The openCost team hosted three very fruitful online events in March to discuss the metadata scheme for capturing cost data for journal articles with the community. We would like to take this opportunity to thank all participants once again for the lively interest as well as the many comments and suggestions on our schema. The results of the three online events are summarized here.
- External data transfer and internal data processing
- Cooperation with Folio
- Cost data in the repository or library system
- JSON
- Transformative agreements und Memberships
- Collective invoice for framework agreement with OA publishers
- DFG-Monitoring
- Partial costs/cost splitting
- Voucher element
- Second publication
- Terminology
- Bibliographic block "bibliographic_information"
- Metadata schema: field "institution"
- Metadata schema: field "oa_status"
- Metadata schema: field "amount_paid"
- Metadata schema: field "date_paid"
- Metadata schema: field "publisher"
External data transfer and internal data processing
During the online discussions, a wish was expressed to the openCost team to develop an extended form of the schema to cover local or internal components as well (e.g. local components from SAP such as differentiation between centralized and decentralized payments). The internal data storage is usually broader than what should or can be exchanged. Although the planned openCost schema is primarily intended for external data exchange, theoretically an internal format could also be derived from the openCost format if certain elements are added to it (see: Issue 36).
Cooperation with Folio
To what extent is the project in exchange with Folio? Are colleagues from the Folio group actively involved in the openCost discussions, and if so, who?
Folio will have a module in which open access publication fees can be included.
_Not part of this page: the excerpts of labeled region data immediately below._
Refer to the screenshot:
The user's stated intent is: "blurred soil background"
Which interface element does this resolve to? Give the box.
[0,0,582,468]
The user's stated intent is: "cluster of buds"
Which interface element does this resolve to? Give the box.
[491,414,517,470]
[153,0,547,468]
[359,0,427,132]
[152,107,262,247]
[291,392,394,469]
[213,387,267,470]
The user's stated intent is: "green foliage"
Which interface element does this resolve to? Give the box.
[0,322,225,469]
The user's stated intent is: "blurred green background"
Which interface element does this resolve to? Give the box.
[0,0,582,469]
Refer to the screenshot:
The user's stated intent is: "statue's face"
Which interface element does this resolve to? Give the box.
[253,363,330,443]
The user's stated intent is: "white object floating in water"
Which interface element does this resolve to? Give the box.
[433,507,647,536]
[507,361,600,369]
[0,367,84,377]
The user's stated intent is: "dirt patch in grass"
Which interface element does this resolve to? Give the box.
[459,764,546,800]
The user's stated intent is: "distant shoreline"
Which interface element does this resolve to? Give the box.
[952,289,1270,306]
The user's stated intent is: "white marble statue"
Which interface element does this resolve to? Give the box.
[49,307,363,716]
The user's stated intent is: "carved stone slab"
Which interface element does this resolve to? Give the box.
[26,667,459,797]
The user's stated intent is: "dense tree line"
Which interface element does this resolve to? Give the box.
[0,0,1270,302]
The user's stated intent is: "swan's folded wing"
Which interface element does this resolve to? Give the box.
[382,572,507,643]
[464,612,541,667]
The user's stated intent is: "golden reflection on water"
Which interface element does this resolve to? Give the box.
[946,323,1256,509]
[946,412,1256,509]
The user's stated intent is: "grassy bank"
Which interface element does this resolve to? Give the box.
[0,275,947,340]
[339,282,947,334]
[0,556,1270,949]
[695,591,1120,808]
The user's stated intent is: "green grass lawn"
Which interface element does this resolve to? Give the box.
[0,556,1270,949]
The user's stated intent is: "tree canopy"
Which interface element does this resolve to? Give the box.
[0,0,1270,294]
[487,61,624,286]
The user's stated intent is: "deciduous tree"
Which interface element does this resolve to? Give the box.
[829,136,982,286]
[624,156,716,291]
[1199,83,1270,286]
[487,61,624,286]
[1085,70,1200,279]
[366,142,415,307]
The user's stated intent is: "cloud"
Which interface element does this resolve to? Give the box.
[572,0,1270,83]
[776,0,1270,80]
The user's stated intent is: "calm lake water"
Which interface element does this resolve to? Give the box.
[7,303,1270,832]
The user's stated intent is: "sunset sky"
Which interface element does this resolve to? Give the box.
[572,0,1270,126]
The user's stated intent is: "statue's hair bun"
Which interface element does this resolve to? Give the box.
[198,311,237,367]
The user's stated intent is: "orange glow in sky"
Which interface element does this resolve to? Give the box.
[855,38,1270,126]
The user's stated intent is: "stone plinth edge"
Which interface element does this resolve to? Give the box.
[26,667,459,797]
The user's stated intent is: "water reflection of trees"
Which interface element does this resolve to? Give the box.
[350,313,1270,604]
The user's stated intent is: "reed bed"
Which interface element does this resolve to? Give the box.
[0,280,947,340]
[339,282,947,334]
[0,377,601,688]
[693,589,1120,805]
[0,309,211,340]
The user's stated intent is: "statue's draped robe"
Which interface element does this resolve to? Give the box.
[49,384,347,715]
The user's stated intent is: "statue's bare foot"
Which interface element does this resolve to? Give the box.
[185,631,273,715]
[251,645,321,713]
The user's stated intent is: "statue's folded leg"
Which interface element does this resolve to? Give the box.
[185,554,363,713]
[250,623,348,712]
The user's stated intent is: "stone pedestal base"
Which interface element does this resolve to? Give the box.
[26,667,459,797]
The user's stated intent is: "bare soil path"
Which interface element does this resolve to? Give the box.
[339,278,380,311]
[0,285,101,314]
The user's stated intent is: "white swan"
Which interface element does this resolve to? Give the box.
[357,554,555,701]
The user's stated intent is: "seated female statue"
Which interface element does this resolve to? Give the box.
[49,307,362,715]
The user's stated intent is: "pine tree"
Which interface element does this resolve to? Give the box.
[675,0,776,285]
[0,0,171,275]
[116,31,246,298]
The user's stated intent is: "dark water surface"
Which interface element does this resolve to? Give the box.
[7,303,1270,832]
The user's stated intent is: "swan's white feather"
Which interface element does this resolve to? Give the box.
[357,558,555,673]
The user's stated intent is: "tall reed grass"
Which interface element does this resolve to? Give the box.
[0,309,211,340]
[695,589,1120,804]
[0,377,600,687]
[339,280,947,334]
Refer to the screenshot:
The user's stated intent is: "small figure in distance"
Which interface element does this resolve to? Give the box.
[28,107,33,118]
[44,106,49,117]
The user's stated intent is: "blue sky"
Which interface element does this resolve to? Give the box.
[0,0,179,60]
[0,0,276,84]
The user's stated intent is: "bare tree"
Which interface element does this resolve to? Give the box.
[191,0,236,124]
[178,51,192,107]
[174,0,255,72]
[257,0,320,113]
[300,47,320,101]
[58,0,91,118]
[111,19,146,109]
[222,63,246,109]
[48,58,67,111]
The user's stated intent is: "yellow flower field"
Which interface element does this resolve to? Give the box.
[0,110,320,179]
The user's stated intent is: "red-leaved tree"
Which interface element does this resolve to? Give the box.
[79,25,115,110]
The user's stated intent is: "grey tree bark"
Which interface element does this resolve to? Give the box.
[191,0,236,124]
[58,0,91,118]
The openCost scheme is to be implemented there, and this data can then be output via the OAI interface.
- Contact person: Björn Muschall (UB Leipzig)
- Contact person OA subproject: Christina Prell (UB Regensburg)
Cost data in the repository or library system
A fundamental discussion arose as to whether the cost data should be stored in the repository or in the library system. The openCost team noted that cost data is part of the metadata of an article. Therefore, they should also be in the repository. In the future the data could be exchanged between the library system and the repository via the openCost format.
JSON
Is it intended to additionally generate a JSON representation of the data?
We are first developing the XML schema. Background is the OAI interface and the fact that the project partners use repositories, which in connection with OAI-PMH have mostly established xml as exchange format. On the other hand, we do not want to complicate the discussion by putting two schemas up for disposition. In a further step, we want to convert the XML into a JSON format (siehe: Issue 41).
Transformative agreements und Memberships
How do you currently capture transformative agreements and memberships in the schema?
The current draft focuses on fee-based single articles. In a next step, we will look at how transformative agreements and memberships can be integrated into the schema. At article level, this should be able to be specified in the future via the “part_of_contract” field. Currently, there are still difficulties in uniquely identifying transformative agreements, as not all of them have a unique ID (e.g. ESAC ID) that can be referenced and stored in the schema.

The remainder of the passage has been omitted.